Wed, Jun 23, 2004 - Page 2 News List

Block on tuition fee hikes angers college presidents

By Jewel Huang  /  STAFF REPORTER

Colleges that have accrued a financial surplus in the last three years will not be able to raise tuition fees for the next school year, Minister of Education Tu Cheng-sheng (杜正勝) said on Monday.

But, according to Chen Teh-hua (陳德華), director of the ministry's department of higher education, schools with a cash surplus lower than 15 percent of their total cash receipts over the past three years will be allowed to raise tuition fees in September.

However, the ministry's policy has enraged a number of college principals, public and private.

Under the new regulations, public colleges will have more room to maneuver when raising tuition fees since the fees they charge are around half of what private colleges demand.

In contrast, private colleges that have 20,000 to 30,000 students and boast a larger bank balance will not be permitted to raise fees.

Tu said that the ministry would ask those colleges approved to raise tuition fees to allocate 5 percent of their takings to fund grants for high-performing students. The ministry also said it was preparing a fund to subsidize needy students who are enrolled at colleges that elect to increase tuition fees.

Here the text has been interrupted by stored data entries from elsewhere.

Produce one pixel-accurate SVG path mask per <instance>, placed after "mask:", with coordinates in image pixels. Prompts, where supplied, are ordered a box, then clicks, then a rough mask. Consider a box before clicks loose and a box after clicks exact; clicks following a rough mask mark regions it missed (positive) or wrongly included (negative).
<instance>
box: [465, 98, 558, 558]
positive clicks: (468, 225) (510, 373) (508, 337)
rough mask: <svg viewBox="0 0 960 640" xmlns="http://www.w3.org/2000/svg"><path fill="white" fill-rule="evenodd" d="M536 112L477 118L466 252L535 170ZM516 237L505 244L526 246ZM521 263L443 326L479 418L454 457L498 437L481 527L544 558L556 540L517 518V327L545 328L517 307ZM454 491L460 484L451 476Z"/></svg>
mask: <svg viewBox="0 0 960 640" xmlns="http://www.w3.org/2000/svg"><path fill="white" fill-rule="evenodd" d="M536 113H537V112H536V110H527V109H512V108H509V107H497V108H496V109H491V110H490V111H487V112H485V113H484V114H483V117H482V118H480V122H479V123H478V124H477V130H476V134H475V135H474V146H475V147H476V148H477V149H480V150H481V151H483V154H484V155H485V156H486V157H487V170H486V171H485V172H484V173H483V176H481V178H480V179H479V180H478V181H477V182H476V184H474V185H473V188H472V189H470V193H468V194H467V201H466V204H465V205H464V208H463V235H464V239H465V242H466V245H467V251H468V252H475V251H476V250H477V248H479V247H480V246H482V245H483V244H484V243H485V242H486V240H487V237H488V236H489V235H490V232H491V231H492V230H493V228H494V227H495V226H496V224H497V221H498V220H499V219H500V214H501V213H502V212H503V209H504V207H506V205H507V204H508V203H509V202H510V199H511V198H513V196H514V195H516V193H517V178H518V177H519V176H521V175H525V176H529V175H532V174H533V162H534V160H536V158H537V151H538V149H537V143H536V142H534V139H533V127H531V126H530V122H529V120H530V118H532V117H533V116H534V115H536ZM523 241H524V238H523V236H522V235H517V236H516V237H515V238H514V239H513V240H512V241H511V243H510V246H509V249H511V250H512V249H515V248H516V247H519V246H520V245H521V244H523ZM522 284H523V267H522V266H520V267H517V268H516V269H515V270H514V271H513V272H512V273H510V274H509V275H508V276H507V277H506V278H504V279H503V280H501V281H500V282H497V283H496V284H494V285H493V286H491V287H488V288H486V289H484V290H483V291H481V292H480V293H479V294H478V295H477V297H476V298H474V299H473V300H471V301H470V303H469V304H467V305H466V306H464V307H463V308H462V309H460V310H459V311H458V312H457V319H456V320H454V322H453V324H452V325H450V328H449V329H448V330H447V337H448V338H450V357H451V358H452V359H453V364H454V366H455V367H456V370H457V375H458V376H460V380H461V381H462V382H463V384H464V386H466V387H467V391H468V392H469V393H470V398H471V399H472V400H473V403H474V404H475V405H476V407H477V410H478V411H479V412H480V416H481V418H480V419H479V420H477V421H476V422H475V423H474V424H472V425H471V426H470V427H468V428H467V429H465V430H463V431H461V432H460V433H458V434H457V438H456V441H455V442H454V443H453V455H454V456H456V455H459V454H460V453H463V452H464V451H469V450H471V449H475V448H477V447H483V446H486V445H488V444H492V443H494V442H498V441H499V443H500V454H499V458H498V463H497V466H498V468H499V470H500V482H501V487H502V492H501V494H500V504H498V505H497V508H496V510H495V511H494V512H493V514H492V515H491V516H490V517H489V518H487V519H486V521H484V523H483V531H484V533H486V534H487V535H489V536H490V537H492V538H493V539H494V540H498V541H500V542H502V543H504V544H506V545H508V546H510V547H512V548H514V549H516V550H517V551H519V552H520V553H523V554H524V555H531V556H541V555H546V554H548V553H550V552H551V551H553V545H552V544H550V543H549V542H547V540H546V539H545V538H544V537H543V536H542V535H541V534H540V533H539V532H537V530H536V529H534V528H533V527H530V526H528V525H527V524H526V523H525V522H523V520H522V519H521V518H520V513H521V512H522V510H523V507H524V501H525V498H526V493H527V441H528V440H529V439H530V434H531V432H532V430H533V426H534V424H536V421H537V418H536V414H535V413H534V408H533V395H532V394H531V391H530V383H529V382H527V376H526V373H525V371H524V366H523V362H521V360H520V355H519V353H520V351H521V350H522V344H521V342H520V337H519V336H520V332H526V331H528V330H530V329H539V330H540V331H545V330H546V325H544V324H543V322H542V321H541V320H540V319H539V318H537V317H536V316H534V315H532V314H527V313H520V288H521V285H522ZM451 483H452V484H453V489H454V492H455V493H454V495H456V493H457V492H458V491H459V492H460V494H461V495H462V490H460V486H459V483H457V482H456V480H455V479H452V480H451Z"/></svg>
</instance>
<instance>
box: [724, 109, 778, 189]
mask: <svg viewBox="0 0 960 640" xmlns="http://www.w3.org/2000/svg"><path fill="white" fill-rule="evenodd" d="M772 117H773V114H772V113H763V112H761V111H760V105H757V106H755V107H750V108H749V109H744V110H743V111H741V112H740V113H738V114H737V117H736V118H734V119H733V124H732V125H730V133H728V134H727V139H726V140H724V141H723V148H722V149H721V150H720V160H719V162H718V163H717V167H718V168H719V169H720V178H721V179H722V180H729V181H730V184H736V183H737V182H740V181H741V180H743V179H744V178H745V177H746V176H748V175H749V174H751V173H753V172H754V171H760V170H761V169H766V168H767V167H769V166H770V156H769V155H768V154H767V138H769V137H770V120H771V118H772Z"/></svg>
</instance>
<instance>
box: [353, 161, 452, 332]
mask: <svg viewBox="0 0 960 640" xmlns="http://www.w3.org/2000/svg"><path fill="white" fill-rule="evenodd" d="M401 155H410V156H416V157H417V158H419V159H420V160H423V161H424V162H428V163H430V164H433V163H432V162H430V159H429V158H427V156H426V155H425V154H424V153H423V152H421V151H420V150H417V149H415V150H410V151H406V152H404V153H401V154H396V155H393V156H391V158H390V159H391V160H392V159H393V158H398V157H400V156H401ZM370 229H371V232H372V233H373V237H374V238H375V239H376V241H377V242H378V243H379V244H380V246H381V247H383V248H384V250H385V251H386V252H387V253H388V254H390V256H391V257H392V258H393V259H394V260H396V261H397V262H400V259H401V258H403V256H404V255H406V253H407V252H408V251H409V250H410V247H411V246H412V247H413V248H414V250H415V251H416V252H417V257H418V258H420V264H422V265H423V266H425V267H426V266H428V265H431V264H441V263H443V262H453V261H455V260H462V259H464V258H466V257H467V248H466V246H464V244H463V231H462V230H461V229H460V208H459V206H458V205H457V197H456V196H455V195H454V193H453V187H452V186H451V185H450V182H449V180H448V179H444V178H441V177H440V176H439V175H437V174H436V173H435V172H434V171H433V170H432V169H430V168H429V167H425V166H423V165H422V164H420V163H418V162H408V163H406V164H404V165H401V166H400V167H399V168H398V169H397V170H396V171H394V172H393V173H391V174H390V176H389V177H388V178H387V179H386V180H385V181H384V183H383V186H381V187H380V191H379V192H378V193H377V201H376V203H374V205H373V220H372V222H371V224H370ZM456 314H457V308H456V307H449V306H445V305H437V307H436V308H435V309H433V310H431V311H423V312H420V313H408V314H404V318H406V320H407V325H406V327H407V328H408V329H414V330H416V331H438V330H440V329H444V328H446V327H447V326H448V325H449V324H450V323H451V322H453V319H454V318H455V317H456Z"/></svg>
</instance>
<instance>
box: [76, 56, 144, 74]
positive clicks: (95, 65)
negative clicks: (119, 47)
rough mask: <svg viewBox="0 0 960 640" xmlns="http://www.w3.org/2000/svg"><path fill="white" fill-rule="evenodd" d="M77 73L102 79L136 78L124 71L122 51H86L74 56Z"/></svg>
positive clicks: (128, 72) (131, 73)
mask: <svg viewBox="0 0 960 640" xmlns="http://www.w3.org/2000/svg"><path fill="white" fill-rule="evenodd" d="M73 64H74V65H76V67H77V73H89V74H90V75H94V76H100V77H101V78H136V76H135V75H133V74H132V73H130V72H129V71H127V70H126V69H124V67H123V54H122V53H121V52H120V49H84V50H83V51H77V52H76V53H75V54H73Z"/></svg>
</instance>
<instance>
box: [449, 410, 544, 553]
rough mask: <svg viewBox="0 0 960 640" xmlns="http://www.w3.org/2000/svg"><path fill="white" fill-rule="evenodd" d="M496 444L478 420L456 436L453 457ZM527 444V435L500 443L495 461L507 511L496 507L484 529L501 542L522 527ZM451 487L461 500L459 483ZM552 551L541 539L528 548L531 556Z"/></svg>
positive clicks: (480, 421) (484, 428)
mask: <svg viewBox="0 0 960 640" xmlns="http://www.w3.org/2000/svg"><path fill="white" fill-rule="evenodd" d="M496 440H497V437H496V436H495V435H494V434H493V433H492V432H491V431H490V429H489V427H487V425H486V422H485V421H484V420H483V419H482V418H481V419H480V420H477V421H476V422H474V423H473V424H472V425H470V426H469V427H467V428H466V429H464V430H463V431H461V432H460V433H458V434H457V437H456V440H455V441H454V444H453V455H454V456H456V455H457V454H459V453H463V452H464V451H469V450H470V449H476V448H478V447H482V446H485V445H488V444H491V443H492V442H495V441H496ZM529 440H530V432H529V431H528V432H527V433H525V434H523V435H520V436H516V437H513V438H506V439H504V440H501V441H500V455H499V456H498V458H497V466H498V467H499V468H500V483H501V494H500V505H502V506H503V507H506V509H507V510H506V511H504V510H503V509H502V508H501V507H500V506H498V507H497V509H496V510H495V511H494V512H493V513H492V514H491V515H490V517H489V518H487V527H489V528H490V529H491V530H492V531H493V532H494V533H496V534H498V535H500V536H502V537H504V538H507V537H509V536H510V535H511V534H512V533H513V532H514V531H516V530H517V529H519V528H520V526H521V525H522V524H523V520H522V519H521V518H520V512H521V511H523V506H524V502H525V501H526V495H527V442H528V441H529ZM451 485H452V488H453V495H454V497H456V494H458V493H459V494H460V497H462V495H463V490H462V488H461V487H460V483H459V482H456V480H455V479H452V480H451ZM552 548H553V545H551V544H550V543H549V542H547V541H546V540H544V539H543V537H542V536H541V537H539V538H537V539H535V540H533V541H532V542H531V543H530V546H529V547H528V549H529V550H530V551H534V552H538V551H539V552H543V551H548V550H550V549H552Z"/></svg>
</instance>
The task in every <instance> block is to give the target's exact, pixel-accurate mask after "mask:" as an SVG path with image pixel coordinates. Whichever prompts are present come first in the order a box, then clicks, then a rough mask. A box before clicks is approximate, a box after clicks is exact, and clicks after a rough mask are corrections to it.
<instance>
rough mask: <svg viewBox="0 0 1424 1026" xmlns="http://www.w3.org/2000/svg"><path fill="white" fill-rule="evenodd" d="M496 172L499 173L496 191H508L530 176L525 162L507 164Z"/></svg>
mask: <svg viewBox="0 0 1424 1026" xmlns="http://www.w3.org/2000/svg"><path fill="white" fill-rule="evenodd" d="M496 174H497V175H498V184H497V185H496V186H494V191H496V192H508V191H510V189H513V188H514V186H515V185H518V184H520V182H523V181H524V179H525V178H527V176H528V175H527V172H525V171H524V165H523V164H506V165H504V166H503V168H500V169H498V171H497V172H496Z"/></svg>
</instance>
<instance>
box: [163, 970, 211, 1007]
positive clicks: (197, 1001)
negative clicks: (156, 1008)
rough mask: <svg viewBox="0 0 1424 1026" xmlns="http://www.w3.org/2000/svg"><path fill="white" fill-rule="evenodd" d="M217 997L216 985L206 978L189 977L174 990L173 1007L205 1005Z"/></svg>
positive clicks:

"I understand that the school authorities need budgets large enough to run their colleges. But they can't just raise tuition fees if they feel like it," Tu said. "The ministry has already analyzed the reports of the colleges' financial circumstances and will make fair assessments according to the information we received."

A number of principals may organize protests against the new policy, said Liu Yuan-chun (劉源俊), president of the private Soochow University.

"Tu's new policies are unprofessional," Liu said. "Many people think that private colleges are rich, but actually we encounter a lot of problems that public schools do not face."

An increasing number of private colleges have had difficulties in enrolling new students, Liu said.

By the middle of last month, more than 90 percent of schools had decided to raise tuition fees by at least 3 percent for the next school year, insisting that if they did not hike up the fees, they would not be able to run the schools properly and the quality of the education they offered might deteriorate.